I was tempted by Hyundai and Kia’s small car offerings, the Accent 5 door and the Rio 5 door, and the Ford Fiesta 5 door, and the Mazda2.  However, as soon as you try to put a carseat in the Mazda2, you realize that this class of car is pretty limiting.  Sure they’re good on gas, but you can barely fit kids behind the driver’s seat, and you certainly couldn’t put much in the trunk.

So I bumped my sights up to the Hyundai Elantra Touring, the Ford Focus 5 dr, and the Mazda3.  I took the family for test drives of the Mazda3 and the Hyundai Elantra Touring on the same day – the Mazda was the clear winner.  I’m sure the Elantra would be a fine car, and the 5 year warranty is definitely worth something, but we realized that we’re Mazda people, and there’s nothing wrong with that.

The model with the best fuel economy is the Mazda 3 5-door hatch manual with the Skyactiv 2.0 litre engine.  Unfortunately, none of these had arrived in Canada yet.  The same thing happened to me with the Protege5 – I ended up paying list price for the car!

I wasn’t doing the same thing this time.  I sat down with a salesman at Mazda and remembered that I hate the car buying experience at the dealership.

So I decided to do things differently.  I started digging on the internet.  I found 2 separate services that offer you an “invoice” price for new cars (www.carcostcanada.com and www.apa.ca).  Both services charge nominal fees ($40, $75) and both give you very similar reports for a new car: the list price, the “invoice price”, a breakdown of incentives that are currently in place at the dealers, and a referral to a dealer that will sell you this exact car at an “invoice +x%”.

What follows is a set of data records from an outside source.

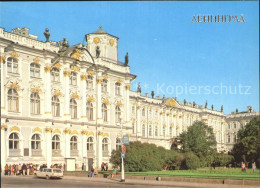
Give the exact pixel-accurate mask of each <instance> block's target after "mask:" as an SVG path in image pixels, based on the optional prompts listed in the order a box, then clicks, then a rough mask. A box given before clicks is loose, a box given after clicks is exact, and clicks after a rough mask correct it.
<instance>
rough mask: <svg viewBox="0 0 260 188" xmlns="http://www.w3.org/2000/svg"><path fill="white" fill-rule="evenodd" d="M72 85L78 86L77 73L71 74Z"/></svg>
mask: <svg viewBox="0 0 260 188" xmlns="http://www.w3.org/2000/svg"><path fill="white" fill-rule="evenodd" d="M70 85H73V86H76V85H77V73H76V72H71V74H70Z"/></svg>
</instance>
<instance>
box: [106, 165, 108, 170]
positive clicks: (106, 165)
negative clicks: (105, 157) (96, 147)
mask: <svg viewBox="0 0 260 188" xmlns="http://www.w3.org/2000/svg"><path fill="white" fill-rule="evenodd" d="M107 170H108V163H106V171H107Z"/></svg>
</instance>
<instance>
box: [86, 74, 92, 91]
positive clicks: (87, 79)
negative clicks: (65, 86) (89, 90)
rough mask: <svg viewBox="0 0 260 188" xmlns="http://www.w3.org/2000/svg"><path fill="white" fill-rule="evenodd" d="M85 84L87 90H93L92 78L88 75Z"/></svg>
mask: <svg viewBox="0 0 260 188" xmlns="http://www.w3.org/2000/svg"><path fill="white" fill-rule="evenodd" d="M86 83H87V89H93V76H90V75H88V78H87V80H86Z"/></svg>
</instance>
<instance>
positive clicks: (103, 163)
mask: <svg viewBox="0 0 260 188" xmlns="http://www.w3.org/2000/svg"><path fill="white" fill-rule="evenodd" d="M101 171H105V164H104V162H102V163H101Z"/></svg>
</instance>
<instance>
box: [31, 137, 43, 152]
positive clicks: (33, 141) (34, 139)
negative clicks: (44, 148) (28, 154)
mask: <svg viewBox="0 0 260 188" xmlns="http://www.w3.org/2000/svg"><path fill="white" fill-rule="evenodd" d="M31 148H32V149H33V150H40V149H41V138H40V135H39V134H34V135H33V136H32V140H31Z"/></svg>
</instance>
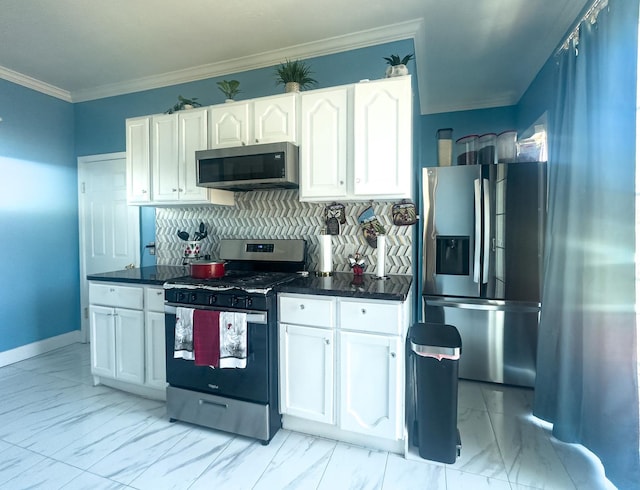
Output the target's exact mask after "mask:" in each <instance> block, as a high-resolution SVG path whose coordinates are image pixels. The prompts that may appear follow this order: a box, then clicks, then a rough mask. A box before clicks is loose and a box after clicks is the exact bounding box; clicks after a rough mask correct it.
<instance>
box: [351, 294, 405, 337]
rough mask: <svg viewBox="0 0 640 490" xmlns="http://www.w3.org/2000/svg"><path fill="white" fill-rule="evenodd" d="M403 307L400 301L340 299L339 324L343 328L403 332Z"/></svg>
mask: <svg viewBox="0 0 640 490" xmlns="http://www.w3.org/2000/svg"><path fill="white" fill-rule="evenodd" d="M401 315H402V308H401V304H399V303H392V302H383V301H371V302H365V301H350V300H342V299H340V300H339V301H338V322H339V323H338V324H339V325H340V328H341V329H343V330H356V331H361V332H374V333H388V334H391V335H398V334H400V333H401V321H400V320H401Z"/></svg>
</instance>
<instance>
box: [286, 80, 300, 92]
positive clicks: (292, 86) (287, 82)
mask: <svg viewBox="0 0 640 490" xmlns="http://www.w3.org/2000/svg"><path fill="white" fill-rule="evenodd" d="M284 91H285V93H289V92H300V84H299V83H298V82H287V83H285V84H284Z"/></svg>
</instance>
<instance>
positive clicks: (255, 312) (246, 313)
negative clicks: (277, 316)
mask: <svg viewBox="0 0 640 490" xmlns="http://www.w3.org/2000/svg"><path fill="white" fill-rule="evenodd" d="M183 308H188V306H184V307H183ZM196 309H198V310H214V311H215V310H216V308H204V307H199V308H196ZM218 311H220V312H223V311H230V310H218ZM164 313H165V315H175V314H176V307H175V306H172V305H164ZM232 313H246V314H247V323H260V324H264V325H266V324H267V312H266V311H257V312H256V311H247V310H233V311H232Z"/></svg>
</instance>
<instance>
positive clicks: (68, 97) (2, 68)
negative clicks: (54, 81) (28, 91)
mask: <svg viewBox="0 0 640 490" xmlns="http://www.w3.org/2000/svg"><path fill="white" fill-rule="evenodd" d="M0 78H2V79H3V80H7V81H8V82H13V83H17V84H18V85H22V86H23V87H27V88H30V89H32V90H36V91H38V92H41V93H43V94H46V95H50V96H52V97H55V98H57V99H61V100H64V101H65V102H71V101H72V99H71V93H69V92H68V91H67V90H63V89H61V88H58V87H56V86H54V85H50V84H48V83H45V82H41V81H40V80H36V79H35V78H31V77H29V76H27V75H23V74H22V73H18V72H17V71H13V70H10V69H9V68H5V67H4V66H0Z"/></svg>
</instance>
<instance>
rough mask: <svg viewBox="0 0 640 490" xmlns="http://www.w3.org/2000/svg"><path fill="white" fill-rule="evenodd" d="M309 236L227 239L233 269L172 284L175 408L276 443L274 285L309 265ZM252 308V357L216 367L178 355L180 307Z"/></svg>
mask: <svg viewBox="0 0 640 490" xmlns="http://www.w3.org/2000/svg"><path fill="white" fill-rule="evenodd" d="M305 253H306V246H305V242H304V240H222V241H221V245H220V258H221V259H222V260H226V261H227V262H226V267H225V275H224V277H221V278H215V279H195V278H191V277H189V276H187V277H183V278H179V279H175V280H172V281H169V282H167V283H165V285H164V287H165V334H166V354H167V382H168V383H169V387H168V388H167V415H168V416H169V418H170V420H172V421H175V420H182V421H185V422H190V423H195V424H198V425H203V426H207V427H211V428H214V429H220V430H224V431H227V432H232V433H235V434H241V435H244V436H248V437H253V438H256V439H259V440H261V441H263V443H265V444H266V443H268V442H269V441H270V440H271V439H272V438H273V436H274V435H275V433H276V432H277V431H278V429H279V428H280V427H281V419H280V414H279V412H278V349H277V345H278V338H277V316H276V315H277V311H276V294H275V291H274V289H273V288H274V287H275V286H277V285H278V284H282V283H284V282H287V281H290V280H292V279H294V278H295V277H296V275H297V274H296V272H297V271H300V270H302V269H303V268H304V265H305ZM177 307H188V308H193V309H194V310H198V309H199V310H217V311H233V312H245V313H246V314H247V316H246V318H247V335H246V337H247V338H246V344H247V361H246V367H244V368H241V369H219V368H217V369H214V368H212V367H209V366H197V365H195V363H194V361H190V360H185V359H182V358H175V357H174V345H175V326H176V308H177Z"/></svg>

In parallel, I thought I’d try cold emailing every dealership in town with the car I wanted, and asking for their best price.  I told them that I was contacting all area dealerships, was well aware of all incentives available to them, and would happily purchase a car from whomever offered the best deal.

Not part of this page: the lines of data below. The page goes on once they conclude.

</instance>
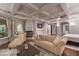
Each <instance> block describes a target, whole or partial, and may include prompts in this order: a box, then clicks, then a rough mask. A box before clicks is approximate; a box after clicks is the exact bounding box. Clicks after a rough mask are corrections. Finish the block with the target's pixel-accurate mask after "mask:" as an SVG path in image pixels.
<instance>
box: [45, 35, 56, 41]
mask: <svg viewBox="0 0 79 59" xmlns="http://www.w3.org/2000/svg"><path fill="white" fill-rule="evenodd" d="M54 39H55V36H46V40H47V41H50V42H53V41H54Z"/></svg>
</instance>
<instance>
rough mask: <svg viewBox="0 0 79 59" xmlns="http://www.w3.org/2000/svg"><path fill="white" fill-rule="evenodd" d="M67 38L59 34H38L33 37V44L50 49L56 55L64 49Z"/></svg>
mask: <svg viewBox="0 0 79 59" xmlns="http://www.w3.org/2000/svg"><path fill="white" fill-rule="evenodd" d="M67 40H68V39H67V38H64V37H60V36H43V35H38V36H36V37H35V39H34V43H35V45H37V46H39V47H41V48H43V49H45V50H48V51H50V52H51V53H54V54H56V55H62V54H63V51H64V49H65V46H66V43H67Z"/></svg>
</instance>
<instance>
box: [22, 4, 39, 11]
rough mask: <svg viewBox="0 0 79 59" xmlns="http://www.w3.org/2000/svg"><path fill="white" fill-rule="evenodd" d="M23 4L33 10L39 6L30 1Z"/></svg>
mask: <svg viewBox="0 0 79 59" xmlns="http://www.w3.org/2000/svg"><path fill="white" fill-rule="evenodd" d="M23 5H24V6H27V5H28V6H29V8H30V9H32V8H33V9H34V10H39V8H38V7H37V6H35V5H33V4H32V3H27V4H23Z"/></svg>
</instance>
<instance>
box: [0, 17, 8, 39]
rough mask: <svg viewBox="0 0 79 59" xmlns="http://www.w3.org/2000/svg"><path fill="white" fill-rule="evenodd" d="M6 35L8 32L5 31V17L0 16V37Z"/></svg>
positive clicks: (5, 21) (0, 37)
mask: <svg viewBox="0 0 79 59" xmlns="http://www.w3.org/2000/svg"><path fill="white" fill-rule="evenodd" d="M7 35H8V33H7V23H6V18H2V17H0V38H2V37H6V36H7Z"/></svg>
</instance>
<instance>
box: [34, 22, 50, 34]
mask: <svg viewBox="0 0 79 59" xmlns="http://www.w3.org/2000/svg"><path fill="white" fill-rule="evenodd" d="M41 22H42V21H35V29H36V35H37V34H40V35H47V34H50V26H49V25H48V24H47V23H45V22H43V28H37V23H41Z"/></svg>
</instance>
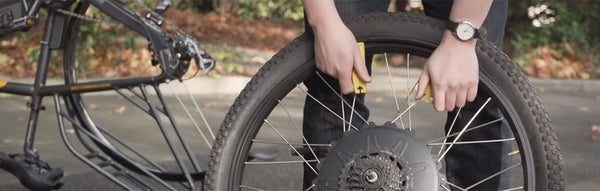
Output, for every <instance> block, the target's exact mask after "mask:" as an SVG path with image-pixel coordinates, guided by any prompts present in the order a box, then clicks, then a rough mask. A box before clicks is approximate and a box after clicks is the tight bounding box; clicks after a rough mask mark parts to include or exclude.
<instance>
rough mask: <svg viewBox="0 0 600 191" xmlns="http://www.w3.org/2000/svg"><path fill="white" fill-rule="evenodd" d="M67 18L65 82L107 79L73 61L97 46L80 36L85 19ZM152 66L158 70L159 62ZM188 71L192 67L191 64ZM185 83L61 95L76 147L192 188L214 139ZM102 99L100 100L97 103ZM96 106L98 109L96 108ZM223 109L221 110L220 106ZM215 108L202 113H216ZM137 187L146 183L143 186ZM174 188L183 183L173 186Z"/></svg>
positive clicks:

The day after I sent those emails, I found www.unhaggle.com.  For a fee, they offer to manage a blind tender for you to all area dealerships.  I wish I would have found these guys on day 1 – they contact all dealers, give them a deadline of 3 days, and forward you all of the offers they get back.  They claim satisfaction guaranteed.

I received a few emails from dealerships with different versions of “if you come into the dealership, I can get you the best price.”  Only 1 salesperson was willing to negotiate to his best price over email – David Boyce at Carling Mazda.  He was extremely helpful, and ended up hundreds of dollars below the best unhaggle price (Unhaggle refunded my fee when I told them I was able to negotiate a better price outside their service).  If you’re in the market, I highly recommend David.  If you talk to him, tell him I sent you and I get some credit at their service desk!

So I bought a car over the internet!  Kinda.  I avoided the barfy experience of negotiating with a car salesman in the dealership.  It was all done very calmly over email, and I spent a grand total of 45 minutes at the dealership between the day I signed the contract and the day I picked up the new car.

And I love our new car.  My only complaint is that January is a terrible time to take delivery of a new car.  It was clean for all of 5 minutes.

And I’m going to rust-proof this one.  Hopefully I’ll still be driving it when it hits 250,000 kms.

January 31, 2012 - 4:38 pm

Auntie Jenny - Wow, you are very thorough! Sounds like you made a good choice.

January 31, 2012 - 11:31 pm

Dominik - quite the job – I will pick your brain before I buy the next car !!!

November 15, 2012 - 12:14 pm

Michael - David no longer works at that location do you have any idea where he may have gone. He was excellent with me as well and gave me a great deal. If you have any information please respond.